Funds Flow to Fort Worth

By G. Jeffrey MacDonald

CHASKA, Minn. — Executive Council has approved $217,500 in new funding for curacies and clergy compensation in the Diocese of Fort Worth.

On June 10, the council voted for three years of grant funding for Fort Worth. For the fiscal year beginning July 1, Fort Worth will receive a new funding stream of $107,500. For each of the following two years, grants will be in the amounts of $55,000.

Fort Worth has been struggling to recover from years of costly litigation as the diocese battles breakaway congregations for control of properties. The diocese reorganized in 2000.

The Local Ministry and Mission Committee (LMM) praised Forth Worth for making consistent, full assessment payments to the Episcopal Church along the way and for covering its own legal expenses with no help from the broader church. The Very Rev. Dr. Brian Baker, committee member, said that over the past two years, the diocese has increased membership by 19 percent and grown financial giving levels by 11 percent.

“In the Episcopal Church, we have been very good at incentivizing decline, but it would be nice for us to find ways to incentivize growth” and to reward faithfulness, said Baker, who is dean of Trinity Episcopal Cathedral in Sacramento. “So we’ve been working very hard in LMM to come up with a plan that is workable.”

The church will fund the grants in part by reallocating money previously earmarked for Episcopal revival events, which will not happen this year due to scheduling difficulties. The first Episcopal revival will be in the Diocese of Western Missouri on the weekend of May 5-7, 2017. Presiding Bishop Michael Curry will preach.

Now the Diocese of Fort Worth is seeing growth in congregations, but it has struggled to support and encourage that growth as litigation takes a financial toll, according to Canon to the Ordinary Janet Waggoner. She celebrated Thursday as FFM cleared the way for funding and encouraged her diocese to apply as well for church-planting grants. The funds will enable two priests in part-time roles to become full-time.

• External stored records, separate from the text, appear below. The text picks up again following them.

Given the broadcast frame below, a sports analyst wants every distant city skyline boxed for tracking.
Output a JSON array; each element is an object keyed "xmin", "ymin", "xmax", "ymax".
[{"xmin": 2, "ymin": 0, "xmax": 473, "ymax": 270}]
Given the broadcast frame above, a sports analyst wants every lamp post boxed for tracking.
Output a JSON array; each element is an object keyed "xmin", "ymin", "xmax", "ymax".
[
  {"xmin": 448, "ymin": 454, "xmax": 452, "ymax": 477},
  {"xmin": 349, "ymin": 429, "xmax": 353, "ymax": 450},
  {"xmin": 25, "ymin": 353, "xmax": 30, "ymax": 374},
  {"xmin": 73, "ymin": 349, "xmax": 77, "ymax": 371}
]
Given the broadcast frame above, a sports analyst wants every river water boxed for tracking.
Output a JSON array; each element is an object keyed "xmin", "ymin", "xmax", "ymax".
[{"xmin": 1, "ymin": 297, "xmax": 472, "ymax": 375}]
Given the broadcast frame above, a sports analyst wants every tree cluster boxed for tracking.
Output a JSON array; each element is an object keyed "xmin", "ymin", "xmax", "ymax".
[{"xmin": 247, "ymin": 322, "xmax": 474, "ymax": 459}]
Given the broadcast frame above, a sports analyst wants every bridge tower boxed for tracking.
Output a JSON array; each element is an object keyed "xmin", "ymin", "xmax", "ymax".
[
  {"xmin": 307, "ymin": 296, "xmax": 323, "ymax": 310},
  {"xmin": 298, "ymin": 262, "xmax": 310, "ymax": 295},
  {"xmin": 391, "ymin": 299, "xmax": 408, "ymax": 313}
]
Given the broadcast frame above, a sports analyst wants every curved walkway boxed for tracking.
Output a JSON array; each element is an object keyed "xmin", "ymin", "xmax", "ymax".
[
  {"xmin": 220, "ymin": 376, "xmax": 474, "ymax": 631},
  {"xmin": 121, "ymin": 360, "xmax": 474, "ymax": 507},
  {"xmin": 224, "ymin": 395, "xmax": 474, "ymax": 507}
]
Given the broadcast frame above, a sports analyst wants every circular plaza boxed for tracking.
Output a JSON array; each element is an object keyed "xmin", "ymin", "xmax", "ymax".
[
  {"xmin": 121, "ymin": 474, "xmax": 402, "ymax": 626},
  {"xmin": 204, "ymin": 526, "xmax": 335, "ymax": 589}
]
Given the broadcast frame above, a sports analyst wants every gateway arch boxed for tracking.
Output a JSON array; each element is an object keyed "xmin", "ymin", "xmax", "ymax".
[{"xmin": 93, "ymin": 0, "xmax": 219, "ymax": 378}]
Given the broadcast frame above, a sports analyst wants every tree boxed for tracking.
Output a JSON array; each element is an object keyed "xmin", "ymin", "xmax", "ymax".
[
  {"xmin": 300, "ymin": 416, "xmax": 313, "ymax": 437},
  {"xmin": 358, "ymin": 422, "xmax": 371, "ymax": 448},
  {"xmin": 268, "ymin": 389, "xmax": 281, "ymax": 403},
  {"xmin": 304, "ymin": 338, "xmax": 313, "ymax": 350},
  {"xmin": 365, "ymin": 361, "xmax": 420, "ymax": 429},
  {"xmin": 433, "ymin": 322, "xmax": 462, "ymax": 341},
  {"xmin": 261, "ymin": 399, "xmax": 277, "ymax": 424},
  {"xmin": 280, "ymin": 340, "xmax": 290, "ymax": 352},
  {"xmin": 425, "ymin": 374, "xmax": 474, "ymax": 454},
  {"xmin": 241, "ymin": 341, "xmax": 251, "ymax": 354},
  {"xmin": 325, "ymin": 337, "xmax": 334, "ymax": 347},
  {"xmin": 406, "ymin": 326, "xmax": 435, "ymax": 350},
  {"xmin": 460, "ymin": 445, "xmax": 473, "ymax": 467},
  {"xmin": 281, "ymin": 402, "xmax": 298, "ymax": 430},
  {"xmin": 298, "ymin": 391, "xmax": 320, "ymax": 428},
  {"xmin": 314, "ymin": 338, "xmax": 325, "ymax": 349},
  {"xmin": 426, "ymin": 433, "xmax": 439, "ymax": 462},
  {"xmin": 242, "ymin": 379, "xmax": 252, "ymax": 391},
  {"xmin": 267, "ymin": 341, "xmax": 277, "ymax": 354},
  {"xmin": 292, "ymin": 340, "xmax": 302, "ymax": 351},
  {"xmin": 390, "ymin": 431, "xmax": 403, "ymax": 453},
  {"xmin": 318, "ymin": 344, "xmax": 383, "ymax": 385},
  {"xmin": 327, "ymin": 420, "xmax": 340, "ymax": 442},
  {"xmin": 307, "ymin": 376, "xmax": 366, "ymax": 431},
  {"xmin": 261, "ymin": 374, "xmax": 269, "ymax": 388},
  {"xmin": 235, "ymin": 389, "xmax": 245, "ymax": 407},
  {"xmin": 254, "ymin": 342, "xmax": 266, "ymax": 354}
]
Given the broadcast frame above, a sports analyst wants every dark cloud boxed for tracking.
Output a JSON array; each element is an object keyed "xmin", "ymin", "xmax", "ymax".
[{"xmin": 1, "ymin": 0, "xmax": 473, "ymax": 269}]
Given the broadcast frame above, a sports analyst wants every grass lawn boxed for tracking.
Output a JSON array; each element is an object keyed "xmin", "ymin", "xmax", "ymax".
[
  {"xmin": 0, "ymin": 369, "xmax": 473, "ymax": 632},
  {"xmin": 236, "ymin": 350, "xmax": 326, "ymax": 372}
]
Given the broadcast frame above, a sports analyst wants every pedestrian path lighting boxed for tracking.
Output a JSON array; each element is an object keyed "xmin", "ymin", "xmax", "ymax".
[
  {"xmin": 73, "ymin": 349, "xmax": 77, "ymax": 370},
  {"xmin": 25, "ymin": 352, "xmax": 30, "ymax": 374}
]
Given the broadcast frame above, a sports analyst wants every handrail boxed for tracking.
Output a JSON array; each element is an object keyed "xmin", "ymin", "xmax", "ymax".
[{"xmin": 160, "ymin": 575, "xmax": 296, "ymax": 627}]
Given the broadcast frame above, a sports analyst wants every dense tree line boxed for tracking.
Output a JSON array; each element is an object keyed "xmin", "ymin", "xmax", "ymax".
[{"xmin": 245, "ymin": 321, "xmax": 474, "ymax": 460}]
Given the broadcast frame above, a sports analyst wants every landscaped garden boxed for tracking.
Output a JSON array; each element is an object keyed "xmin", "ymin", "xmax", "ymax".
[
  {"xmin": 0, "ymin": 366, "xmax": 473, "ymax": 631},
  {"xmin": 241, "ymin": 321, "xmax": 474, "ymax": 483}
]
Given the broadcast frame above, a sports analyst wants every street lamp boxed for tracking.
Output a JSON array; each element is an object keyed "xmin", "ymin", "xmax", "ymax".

“Those are two priests who left real, full-time paying jobs to take half-time jobs in very challenging situations, believing that their sacrifices would make a difference,” Waggoner said. “But your families can’t always sustain that forever…. Now we’ll be able to say to them: ‘Just run. Just run into your communities in ways that you feel called.’ I just think that’s the most beautiful thing.”